I still think this work has promise, but I'm not
familiar with the greater literature. And since we
completed this project, I think there has been
some good theory work that could potentially explain
our findings in terms of a
Neural Race Reduction.
Date Released: Dec 6, 2023
Abstract:
Large Language Models (LLMs) have demonstrated remarkable language modeling
and sequence modeling capabilities with capabilities like In-Context Learning
(ICL) and Chain of Thought (CoT) reasoning, akin to human working memory and
reasoning. Drawing inspiration from dual process theory in human cognition, we
propose a novel training technique called Chain of Shortcuts (CoS) that bridges
the gap between LLMs’ System 1 (automatic) and System 2 (deliberate) modes.

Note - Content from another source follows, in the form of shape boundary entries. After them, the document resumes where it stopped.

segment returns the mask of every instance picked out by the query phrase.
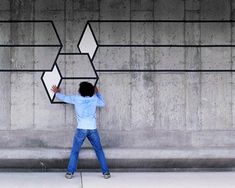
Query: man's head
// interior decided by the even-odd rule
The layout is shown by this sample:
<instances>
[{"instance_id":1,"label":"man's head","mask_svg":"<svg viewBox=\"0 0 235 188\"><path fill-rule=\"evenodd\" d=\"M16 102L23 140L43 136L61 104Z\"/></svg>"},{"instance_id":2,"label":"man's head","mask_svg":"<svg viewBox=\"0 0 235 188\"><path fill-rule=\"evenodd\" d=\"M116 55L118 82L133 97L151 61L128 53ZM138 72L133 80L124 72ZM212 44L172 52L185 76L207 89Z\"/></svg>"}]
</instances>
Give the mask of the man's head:
<instances>
[{"instance_id":1,"label":"man's head","mask_svg":"<svg viewBox=\"0 0 235 188\"><path fill-rule=\"evenodd\" d=\"M78 92L80 93L81 96L83 97L92 97L95 93L95 88L94 86L89 83L89 82L81 82L79 84L79 90Z\"/></svg>"}]
</instances>

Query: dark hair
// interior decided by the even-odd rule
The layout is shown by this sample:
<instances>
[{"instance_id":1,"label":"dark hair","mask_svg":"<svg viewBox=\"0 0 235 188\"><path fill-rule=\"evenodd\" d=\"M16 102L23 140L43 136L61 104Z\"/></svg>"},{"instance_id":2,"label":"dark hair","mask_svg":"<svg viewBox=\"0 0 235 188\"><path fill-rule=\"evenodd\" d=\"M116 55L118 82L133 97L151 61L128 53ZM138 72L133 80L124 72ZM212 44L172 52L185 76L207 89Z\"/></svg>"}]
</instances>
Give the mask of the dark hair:
<instances>
[{"instance_id":1,"label":"dark hair","mask_svg":"<svg viewBox=\"0 0 235 188\"><path fill-rule=\"evenodd\" d=\"M89 83L89 82L81 82L79 84L79 90L78 92L81 94L81 96L83 97L86 97L86 96L89 96L89 97L92 97L95 93L95 88L94 86Z\"/></svg>"}]
</instances>

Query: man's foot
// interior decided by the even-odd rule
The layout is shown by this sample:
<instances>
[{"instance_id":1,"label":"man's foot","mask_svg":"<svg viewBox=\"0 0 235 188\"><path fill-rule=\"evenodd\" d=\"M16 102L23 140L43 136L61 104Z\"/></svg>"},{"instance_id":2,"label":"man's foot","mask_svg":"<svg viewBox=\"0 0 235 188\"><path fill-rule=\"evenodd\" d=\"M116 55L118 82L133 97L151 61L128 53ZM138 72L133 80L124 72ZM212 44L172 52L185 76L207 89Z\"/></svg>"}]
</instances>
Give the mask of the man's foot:
<instances>
[{"instance_id":1,"label":"man's foot","mask_svg":"<svg viewBox=\"0 0 235 188\"><path fill-rule=\"evenodd\" d=\"M72 174L71 172L66 172L65 177L66 177L67 179L72 179L73 174Z\"/></svg>"},{"instance_id":2,"label":"man's foot","mask_svg":"<svg viewBox=\"0 0 235 188\"><path fill-rule=\"evenodd\" d=\"M109 179L111 178L111 174L109 172L104 173L104 179Z\"/></svg>"}]
</instances>

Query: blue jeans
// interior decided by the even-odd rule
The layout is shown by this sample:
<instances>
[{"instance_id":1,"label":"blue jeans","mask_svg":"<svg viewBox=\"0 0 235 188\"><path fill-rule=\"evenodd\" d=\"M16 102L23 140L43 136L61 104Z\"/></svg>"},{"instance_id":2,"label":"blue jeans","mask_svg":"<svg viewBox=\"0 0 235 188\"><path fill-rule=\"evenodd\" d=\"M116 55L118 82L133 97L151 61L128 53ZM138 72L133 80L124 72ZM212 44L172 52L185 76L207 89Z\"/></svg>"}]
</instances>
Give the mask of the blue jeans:
<instances>
[{"instance_id":1,"label":"blue jeans","mask_svg":"<svg viewBox=\"0 0 235 188\"><path fill-rule=\"evenodd\" d=\"M67 172L74 173L76 171L79 151L86 137L88 138L88 140L90 141L91 145L95 150L103 174L109 172L97 129L94 130L77 129L73 139L73 148L70 154Z\"/></svg>"}]
</instances>

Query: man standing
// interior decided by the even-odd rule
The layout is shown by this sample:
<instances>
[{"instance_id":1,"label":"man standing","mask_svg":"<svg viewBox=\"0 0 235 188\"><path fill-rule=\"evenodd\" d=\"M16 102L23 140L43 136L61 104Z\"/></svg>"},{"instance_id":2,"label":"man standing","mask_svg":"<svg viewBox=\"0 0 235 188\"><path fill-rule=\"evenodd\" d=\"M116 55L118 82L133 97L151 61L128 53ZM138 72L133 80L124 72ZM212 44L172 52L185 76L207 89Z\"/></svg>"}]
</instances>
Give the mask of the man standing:
<instances>
[{"instance_id":1,"label":"man standing","mask_svg":"<svg viewBox=\"0 0 235 188\"><path fill-rule=\"evenodd\" d=\"M96 107L105 105L103 96L97 87L89 82L80 83L79 94L66 96L60 93L61 89L53 86L51 89L59 100L75 106L77 130L73 139L73 146L70 154L69 164L65 177L71 179L77 169L78 155L81 146L86 138L93 146L99 160L102 173L105 179L111 177L106 163L105 155L100 143L100 137L96 128Z\"/></svg>"}]
</instances>

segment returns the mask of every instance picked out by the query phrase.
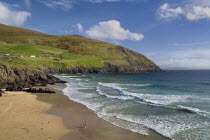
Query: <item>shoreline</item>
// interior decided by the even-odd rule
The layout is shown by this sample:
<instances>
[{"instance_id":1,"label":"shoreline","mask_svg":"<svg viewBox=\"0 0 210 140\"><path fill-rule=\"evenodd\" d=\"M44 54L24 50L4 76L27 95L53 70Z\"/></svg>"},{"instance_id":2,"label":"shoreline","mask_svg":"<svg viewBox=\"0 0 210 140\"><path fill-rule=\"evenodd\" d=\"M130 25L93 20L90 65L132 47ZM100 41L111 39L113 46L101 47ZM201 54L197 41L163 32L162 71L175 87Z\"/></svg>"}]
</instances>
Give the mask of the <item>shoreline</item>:
<instances>
[{"instance_id":1,"label":"shoreline","mask_svg":"<svg viewBox=\"0 0 210 140\"><path fill-rule=\"evenodd\" d=\"M53 105L27 92L0 97L0 140L56 140L70 133L62 118L45 113Z\"/></svg>"},{"instance_id":2,"label":"shoreline","mask_svg":"<svg viewBox=\"0 0 210 140\"><path fill-rule=\"evenodd\" d=\"M74 130L62 137L61 140L169 140L155 131L149 131L149 135L141 135L139 133L132 132L130 130L120 128L99 118L92 110L88 109L85 105L77 103L69 97L63 95L62 90L57 88L65 88L65 84L50 85L48 88L56 91L56 94L50 98L39 95L37 99L49 104L53 107L47 113L62 117L66 128ZM84 129L85 122L87 128Z\"/></svg>"},{"instance_id":3,"label":"shoreline","mask_svg":"<svg viewBox=\"0 0 210 140\"><path fill-rule=\"evenodd\" d=\"M0 97L1 140L169 140L152 130L145 136L99 118L63 95L65 84L39 87L56 93L15 91Z\"/></svg>"}]
</instances>

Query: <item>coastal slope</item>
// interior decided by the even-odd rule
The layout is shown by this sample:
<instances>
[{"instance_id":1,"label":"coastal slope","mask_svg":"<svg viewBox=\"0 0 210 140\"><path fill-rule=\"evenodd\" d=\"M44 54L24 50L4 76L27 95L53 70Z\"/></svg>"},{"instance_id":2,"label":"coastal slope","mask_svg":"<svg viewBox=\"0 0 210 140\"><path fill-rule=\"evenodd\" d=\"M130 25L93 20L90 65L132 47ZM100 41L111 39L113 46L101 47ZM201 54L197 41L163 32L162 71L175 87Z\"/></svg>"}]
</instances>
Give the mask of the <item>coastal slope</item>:
<instances>
[{"instance_id":1,"label":"coastal slope","mask_svg":"<svg viewBox=\"0 0 210 140\"><path fill-rule=\"evenodd\" d=\"M47 35L0 24L0 61L51 73L162 71L140 53L77 35Z\"/></svg>"}]
</instances>

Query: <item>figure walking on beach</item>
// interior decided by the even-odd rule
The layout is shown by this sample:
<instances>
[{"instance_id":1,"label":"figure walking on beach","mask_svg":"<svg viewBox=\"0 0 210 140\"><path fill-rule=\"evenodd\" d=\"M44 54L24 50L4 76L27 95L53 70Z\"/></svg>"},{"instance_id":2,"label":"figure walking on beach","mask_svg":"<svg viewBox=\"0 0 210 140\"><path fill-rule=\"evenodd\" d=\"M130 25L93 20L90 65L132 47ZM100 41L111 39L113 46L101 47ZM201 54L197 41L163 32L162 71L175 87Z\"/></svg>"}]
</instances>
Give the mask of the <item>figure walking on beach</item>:
<instances>
[{"instance_id":1,"label":"figure walking on beach","mask_svg":"<svg viewBox=\"0 0 210 140\"><path fill-rule=\"evenodd\" d=\"M85 127L84 128L87 128L87 121L85 121Z\"/></svg>"}]
</instances>

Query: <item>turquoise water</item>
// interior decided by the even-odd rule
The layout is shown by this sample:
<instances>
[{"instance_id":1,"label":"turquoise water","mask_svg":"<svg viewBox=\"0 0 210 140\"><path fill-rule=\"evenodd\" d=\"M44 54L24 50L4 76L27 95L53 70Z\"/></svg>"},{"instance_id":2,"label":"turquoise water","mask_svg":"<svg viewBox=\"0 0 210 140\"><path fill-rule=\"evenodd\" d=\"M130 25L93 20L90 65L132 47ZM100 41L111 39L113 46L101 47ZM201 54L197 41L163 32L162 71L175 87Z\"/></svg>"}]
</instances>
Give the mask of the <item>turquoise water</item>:
<instances>
[{"instance_id":1,"label":"turquoise water","mask_svg":"<svg viewBox=\"0 0 210 140\"><path fill-rule=\"evenodd\" d=\"M56 75L99 117L143 135L210 140L210 71Z\"/></svg>"}]
</instances>

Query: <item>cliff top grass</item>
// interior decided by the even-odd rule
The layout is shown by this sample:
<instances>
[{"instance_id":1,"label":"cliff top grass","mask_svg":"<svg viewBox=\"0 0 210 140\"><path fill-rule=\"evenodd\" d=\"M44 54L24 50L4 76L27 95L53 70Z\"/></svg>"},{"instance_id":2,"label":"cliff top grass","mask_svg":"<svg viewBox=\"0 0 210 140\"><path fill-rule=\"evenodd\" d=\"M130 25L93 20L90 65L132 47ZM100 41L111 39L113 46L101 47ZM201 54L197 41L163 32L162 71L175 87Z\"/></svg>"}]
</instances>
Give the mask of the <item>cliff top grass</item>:
<instances>
[{"instance_id":1,"label":"cliff top grass","mask_svg":"<svg viewBox=\"0 0 210 140\"><path fill-rule=\"evenodd\" d=\"M5 55L9 54L9 55ZM34 56L34 57L32 57ZM77 35L56 36L0 24L0 62L36 69L156 66L144 55L107 42Z\"/></svg>"}]
</instances>

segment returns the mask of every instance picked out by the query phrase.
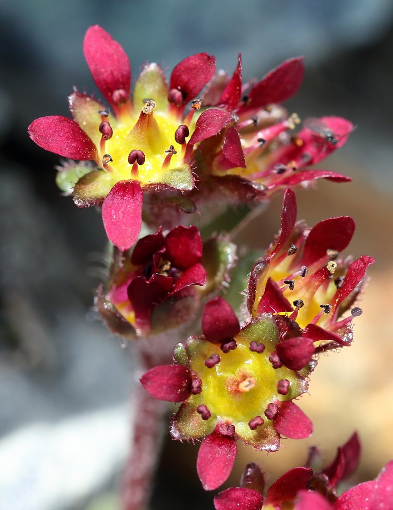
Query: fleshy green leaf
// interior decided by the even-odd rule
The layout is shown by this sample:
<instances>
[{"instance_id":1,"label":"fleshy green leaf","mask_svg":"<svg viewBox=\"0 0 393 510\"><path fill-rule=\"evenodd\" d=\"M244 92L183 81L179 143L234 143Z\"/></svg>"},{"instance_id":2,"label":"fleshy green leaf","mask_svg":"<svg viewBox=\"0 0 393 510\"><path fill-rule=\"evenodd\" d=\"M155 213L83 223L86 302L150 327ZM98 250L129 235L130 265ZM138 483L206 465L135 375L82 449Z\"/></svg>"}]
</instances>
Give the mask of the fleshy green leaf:
<instances>
[{"instance_id":1,"label":"fleshy green leaf","mask_svg":"<svg viewBox=\"0 0 393 510\"><path fill-rule=\"evenodd\" d=\"M58 187L67 195L72 193L76 183L84 175L91 172L91 167L83 165L67 165L58 167L59 171L56 174L56 184Z\"/></svg>"},{"instance_id":2,"label":"fleshy green leaf","mask_svg":"<svg viewBox=\"0 0 393 510\"><path fill-rule=\"evenodd\" d=\"M168 108L168 86L163 70L152 62L145 66L135 84L134 105L137 111L142 109L144 100L152 99L159 111Z\"/></svg>"},{"instance_id":3,"label":"fleshy green leaf","mask_svg":"<svg viewBox=\"0 0 393 510\"><path fill-rule=\"evenodd\" d=\"M160 177L160 182L182 191L190 191L194 185L191 168L186 163L177 168L168 169Z\"/></svg>"},{"instance_id":4,"label":"fleshy green leaf","mask_svg":"<svg viewBox=\"0 0 393 510\"><path fill-rule=\"evenodd\" d=\"M74 202L78 207L100 203L115 184L108 172L94 170L82 177L74 188Z\"/></svg>"}]
</instances>

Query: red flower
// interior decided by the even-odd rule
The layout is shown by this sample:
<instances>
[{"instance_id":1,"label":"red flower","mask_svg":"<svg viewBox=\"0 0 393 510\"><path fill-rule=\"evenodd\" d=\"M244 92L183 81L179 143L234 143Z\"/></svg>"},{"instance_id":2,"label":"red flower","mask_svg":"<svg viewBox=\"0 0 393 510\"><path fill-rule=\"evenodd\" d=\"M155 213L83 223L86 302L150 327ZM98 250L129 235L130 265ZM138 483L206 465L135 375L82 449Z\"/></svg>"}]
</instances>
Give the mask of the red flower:
<instances>
[{"instance_id":1,"label":"red flower","mask_svg":"<svg viewBox=\"0 0 393 510\"><path fill-rule=\"evenodd\" d=\"M287 189L281 232L251 271L247 304L254 317L274 314L283 332L277 355L300 370L316 352L351 343L352 322L361 310L353 308L349 317L340 318L352 306L375 259L337 258L353 235L350 217L330 218L310 230L296 223L296 210L295 194Z\"/></svg>"},{"instance_id":2,"label":"red flower","mask_svg":"<svg viewBox=\"0 0 393 510\"><path fill-rule=\"evenodd\" d=\"M94 81L114 115L92 97L75 91L69 97L73 120L41 117L31 123L29 133L47 150L94 162L96 166L77 182L74 169L70 172L74 201L80 207L102 203L109 239L126 250L140 231L143 191L158 184L192 189L194 146L216 135L231 116L211 109L195 122L193 114L200 108L197 101L183 118L186 106L214 73L214 57L206 53L178 64L169 89L160 66L146 65L137 80L133 104L129 62L120 44L95 25L87 31L83 49Z\"/></svg>"},{"instance_id":3,"label":"red flower","mask_svg":"<svg viewBox=\"0 0 393 510\"><path fill-rule=\"evenodd\" d=\"M312 424L293 400L307 391L312 365L301 373L277 365L280 324L264 314L241 329L222 298L207 302L202 327L204 337L176 346L176 364L149 370L141 382L156 398L182 402L171 435L205 437L197 468L204 488L212 490L230 473L236 440L275 451L282 436L310 436Z\"/></svg>"},{"instance_id":4,"label":"red flower","mask_svg":"<svg viewBox=\"0 0 393 510\"><path fill-rule=\"evenodd\" d=\"M176 303L179 300L184 303L187 297L195 301L192 288L206 282L202 255L202 241L195 226L180 225L166 235L160 228L142 238L117 268L107 292L107 304L101 303L100 308L114 307L115 314L121 314L138 335L150 333L152 314L166 315L159 321L163 327L168 326L169 319L172 325L181 322L185 313L180 313ZM171 309L176 311L174 315ZM190 312L189 307L186 310ZM106 312L103 315L108 318Z\"/></svg>"},{"instance_id":5,"label":"red flower","mask_svg":"<svg viewBox=\"0 0 393 510\"><path fill-rule=\"evenodd\" d=\"M302 57L290 59L250 86L242 85L242 62L230 79L217 75L203 98L203 104L227 109L236 121L222 132L215 149L209 143L200 149L212 175L245 200L266 198L283 187L324 177L351 180L335 172L307 170L346 141L352 124L337 117L309 119L300 132L288 132L300 122L288 116L278 104L294 95L304 74ZM245 91L249 89L246 95Z\"/></svg>"}]
</instances>

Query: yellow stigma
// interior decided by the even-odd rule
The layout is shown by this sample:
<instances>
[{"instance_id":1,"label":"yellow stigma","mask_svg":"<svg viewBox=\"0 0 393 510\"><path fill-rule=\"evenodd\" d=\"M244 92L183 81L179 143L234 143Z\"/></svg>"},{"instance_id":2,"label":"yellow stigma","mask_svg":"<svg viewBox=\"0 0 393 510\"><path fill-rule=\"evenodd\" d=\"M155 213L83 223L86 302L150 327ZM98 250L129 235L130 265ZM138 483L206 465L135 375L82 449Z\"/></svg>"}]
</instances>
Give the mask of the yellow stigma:
<instances>
[{"instance_id":1,"label":"yellow stigma","mask_svg":"<svg viewBox=\"0 0 393 510\"><path fill-rule=\"evenodd\" d=\"M105 143L105 153L112 158L111 167L116 180L137 178L142 186L160 183L168 169L162 166L167 155L165 151L170 145L177 153L173 154L170 167L175 168L183 164L182 146L176 143L174 137L178 119L170 113L156 112L155 108L154 101L146 101L142 111L148 119L142 127L136 125L140 112L123 114L117 124L111 124L113 136ZM139 166L136 175L132 175L132 166L128 161L128 155L133 149L142 150L146 158L144 164Z\"/></svg>"}]
</instances>

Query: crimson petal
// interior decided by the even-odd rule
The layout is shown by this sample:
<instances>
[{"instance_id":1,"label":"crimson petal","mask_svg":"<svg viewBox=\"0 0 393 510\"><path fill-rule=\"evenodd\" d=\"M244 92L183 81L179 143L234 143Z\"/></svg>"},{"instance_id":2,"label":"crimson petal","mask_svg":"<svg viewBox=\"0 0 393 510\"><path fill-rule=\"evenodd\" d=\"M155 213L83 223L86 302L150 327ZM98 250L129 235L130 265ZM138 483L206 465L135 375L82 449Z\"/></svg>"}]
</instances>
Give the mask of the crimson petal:
<instances>
[{"instance_id":1,"label":"crimson petal","mask_svg":"<svg viewBox=\"0 0 393 510\"><path fill-rule=\"evenodd\" d=\"M216 59L207 53L187 57L173 68L169 90L180 90L184 103L187 103L199 93L215 70Z\"/></svg>"},{"instance_id":2,"label":"crimson petal","mask_svg":"<svg viewBox=\"0 0 393 510\"><path fill-rule=\"evenodd\" d=\"M156 251L159 251L164 247L164 236L161 232L161 227L155 234L145 236L135 245L131 257L133 264L144 264L150 260Z\"/></svg>"},{"instance_id":3,"label":"crimson petal","mask_svg":"<svg viewBox=\"0 0 393 510\"><path fill-rule=\"evenodd\" d=\"M140 380L150 394L160 400L182 402L191 394L191 373L182 365L163 365L151 369Z\"/></svg>"},{"instance_id":4,"label":"crimson petal","mask_svg":"<svg viewBox=\"0 0 393 510\"><path fill-rule=\"evenodd\" d=\"M142 226L143 192L138 181L119 181L102 203L102 220L109 240L127 250L138 238Z\"/></svg>"},{"instance_id":5,"label":"crimson petal","mask_svg":"<svg viewBox=\"0 0 393 510\"><path fill-rule=\"evenodd\" d=\"M168 296L173 286L173 278L153 274L148 282L137 276L128 285L127 294L135 313L138 327L148 330L151 312Z\"/></svg>"},{"instance_id":6,"label":"crimson petal","mask_svg":"<svg viewBox=\"0 0 393 510\"><path fill-rule=\"evenodd\" d=\"M219 133L231 119L232 115L225 110L210 108L201 114L195 123L194 133L187 143L185 159L189 158L192 148L201 142Z\"/></svg>"},{"instance_id":7,"label":"crimson petal","mask_svg":"<svg viewBox=\"0 0 393 510\"><path fill-rule=\"evenodd\" d=\"M190 285L204 285L206 283L206 270L201 264L196 264L186 269L176 280L171 296L179 292Z\"/></svg>"},{"instance_id":8,"label":"crimson petal","mask_svg":"<svg viewBox=\"0 0 393 510\"><path fill-rule=\"evenodd\" d=\"M257 491L230 487L214 497L216 510L260 510L264 498Z\"/></svg>"},{"instance_id":9,"label":"crimson petal","mask_svg":"<svg viewBox=\"0 0 393 510\"><path fill-rule=\"evenodd\" d=\"M352 180L350 177L347 177L341 173L329 170L305 170L276 181L269 186L269 189L273 189L278 186L295 186L307 181L322 178L328 179L335 183L348 183Z\"/></svg>"},{"instance_id":10,"label":"crimson petal","mask_svg":"<svg viewBox=\"0 0 393 510\"><path fill-rule=\"evenodd\" d=\"M270 257L278 253L290 238L296 222L297 206L294 192L287 188L284 193L282 209L281 213L281 232L280 238Z\"/></svg>"},{"instance_id":11,"label":"crimson petal","mask_svg":"<svg viewBox=\"0 0 393 510\"><path fill-rule=\"evenodd\" d=\"M232 307L220 296L205 305L202 330L206 340L213 343L233 338L240 331L239 320Z\"/></svg>"},{"instance_id":12,"label":"crimson petal","mask_svg":"<svg viewBox=\"0 0 393 510\"><path fill-rule=\"evenodd\" d=\"M336 342L340 345L347 345L347 342L344 342L343 338L336 333L324 329L316 324L309 324L303 330L304 338L311 339L313 342Z\"/></svg>"},{"instance_id":13,"label":"crimson petal","mask_svg":"<svg viewBox=\"0 0 393 510\"><path fill-rule=\"evenodd\" d=\"M28 131L37 145L63 158L85 161L98 157L93 141L77 122L68 117L40 117L33 121Z\"/></svg>"},{"instance_id":14,"label":"crimson petal","mask_svg":"<svg viewBox=\"0 0 393 510\"><path fill-rule=\"evenodd\" d=\"M115 107L129 95L131 68L122 46L98 25L90 27L83 41L83 52L93 79L100 91ZM113 97L120 94L120 101Z\"/></svg>"},{"instance_id":15,"label":"crimson petal","mask_svg":"<svg viewBox=\"0 0 393 510\"><path fill-rule=\"evenodd\" d=\"M235 440L222 436L217 428L203 440L198 452L197 471L205 491L213 491L225 481L237 452Z\"/></svg>"},{"instance_id":16,"label":"crimson petal","mask_svg":"<svg viewBox=\"0 0 393 510\"><path fill-rule=\"evenodd\" d=\"M374 480L371 481L366 481L363 483L359 483L351 489L343 493L338 499L334 502L333 508L334 510L358 510L362 508L363 510L379 510L380 508L386 508L386 510L391 510L392 507L389 506L373 506L370 499L373 494L376 482ZM391 498L390 494L390 498ZM391 501L391 499L388 500Z\"/></svg>"},{"instance_id":17,"label":"crimson petal","mask_svg":"<svg viewBox=\"0 0 393 510\"><path fill-rule=\"evenodd\" d=\"M308 489L312 478L309 468L294 468L284 473L273 483L266 495L266 505L279 505L282 501L293 499L299 491Z\"/></svg>"},{"instance_id":18,"label":"crimson petal","mask_svg":"<svg viewBox=\"0 0 393 510\"><path fill-rule=\"evenodd\" d=\"M279 342L276 349L281 361L291 370L304 368L315 352L312 340L299 337Z\"/></svg>"},{"instance_id":19,"label":"crimson petal","mask_svg":"<svg viewBox=\"0 0 393 510\"><path fill-rule=\"evenodd\" d=\"M242 56L238 55L238 66L226 84L218 105L225 105L229 111L234 110L242 97ZM244 167L243 167L244 168Z\"/></svg>"},{"instance_id":20,"label":"crimson petal","mask_svg":"<svg viewBox=\"0 0 393 510\"><path fill-rule=\"evenodd\" d=\"M242 142L237 130L233 126L231 126L225 133L222 152L233 166L246 168L246 161L244 159L244 152L242 148Z\"/></svg>"},{"instance_id":21,"label":"crimson petal","mask_svg":"<svg viewBox=\"0 0 393 510\"><path fill-rule=\"evenodd\" d=\"M280 312L293 312L293 307L281 292L274 280L269 278L266 282L265 292L258 304L258 315L264 312L278 313Z\"/></svg>"},{"instance_id":22,"label":"crimson petal","mask_svg":"<svg viewBox=\"0 0 393 510\"><path fill-rule=\"evenodd\" d=\"M340 479L346 480L355 472L360 458L361 447L359 436L356 432L343 445L341 451L345 460L345 466Z\"/></svg>"},{"instance_id":23,"label":"crimson petal","mask_svg":"<svg viewBox=\"0 0 393 510\"><path fill-rule=\"evenodd\" d=\"M393 461L388 462L382 469L374 483L374 490L370 501L370 510L392 510Z\"/></svg>"},{"instance_id":24,"label":"crimson petal","mask_svg":"<svg viewBox=\"0 0 393 510\"><path fill-rule=\"evenodd\" d=\"M291 439L304 439L312 432L311 420L293 402L282 402L273 422L279 434Z\"/></svg>"},{"instance_id":25,"label":"crimson petal","mask_svg":"<svg viewBox=\"0 0 393 510\"><path fill-rule=\"evenodd\" d=\"M355 222L351 216L329 218L320 221L307 236L302 264L310 266L326 256L328 249L341 251L349 244L355 232Z\"/></svg>"},{"instance_id":26,"label":"crimson petal","mask_svg":"<svg viewBox=\"0 0 393 510\"><path fill-rule=\"evenodd\" d=\"M367 255L362 255L353 262L345 275L344 283L336 292L332 300L335 308L347 297L364 277L367 268L373 264L375 259Z\"/></svg>"},{"instance_id":27,"label":"crimson petal","mask_svg":"<svg viewBox=\"0 0 393 510\"><path fill-rule=\"evenodd\" d=\"M194 225L180 225L171 230L165 238L165 247L166 257L179 269L188 269L202 258L202 239Z\"/></svg>"},{"instance_id":28,"label":"crimson petal","mask_svg":"<svg viewBox=\"0 0 393 510\"><path fill-rule=\"evenodd\" d=\"M240 109L244 112L273 103L282 103L296 93L304 74L303 57L285 60L272 69L255 85L248 94L248 103Z\"/></svg>"},{"instance_id":29,"label":"crimson petal","mask_svg":"<svg viewBox=\"0 0 393 510\"><path fill-rule=\"evenodd\" d=\"M318 492L301 491L294 510L333 510L333 507ZM342 510L350 510L343 508ZM355 510L354 508L353 510Z\"/></svg>"}]
</instances>

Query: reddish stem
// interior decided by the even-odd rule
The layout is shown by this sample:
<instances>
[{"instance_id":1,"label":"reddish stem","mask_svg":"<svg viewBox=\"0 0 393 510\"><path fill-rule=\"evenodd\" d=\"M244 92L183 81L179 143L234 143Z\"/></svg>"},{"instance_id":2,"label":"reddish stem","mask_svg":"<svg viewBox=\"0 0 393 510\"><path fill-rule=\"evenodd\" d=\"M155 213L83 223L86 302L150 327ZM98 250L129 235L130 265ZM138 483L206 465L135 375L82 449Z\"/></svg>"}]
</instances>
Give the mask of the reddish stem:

CoS enables LLMs to compress reasoning trajectories, encouraging associations
between earlier and later steps in problem-solving, resulting in shorter, more
flexible solutions. We demonstrate that CoS-trained language models maintain or
outperform baseline models while generating distilled problem solutions, enhancing
stability during training, and excelling in high-temperature environments. CoS’s
effectiveness increases with the number of transformer layers until saturation. Our
work not only contributes to mathematical transformers but also offers insights
into human dual process theory, paving the way for more efficient and robust AI
systems.
Overall, this project's direction no longer seems promising as a longterm focus 😢
Another paper called GPT Can Solve Mathematical Problems Without a Calculator
came out in September that essentially does what we were moving towards in terms of a Computer Science contribution.
And the cognitive focus of this work is probably too abstract to be much of a contribution.
This writeup was intended to be a NeurIPS workshop submission, but due to the reasons mentioned
above, combined with a misinterpretation of the workshop deadline (12AM vs 12PM 😅), it was never
submitted (and probably never will be).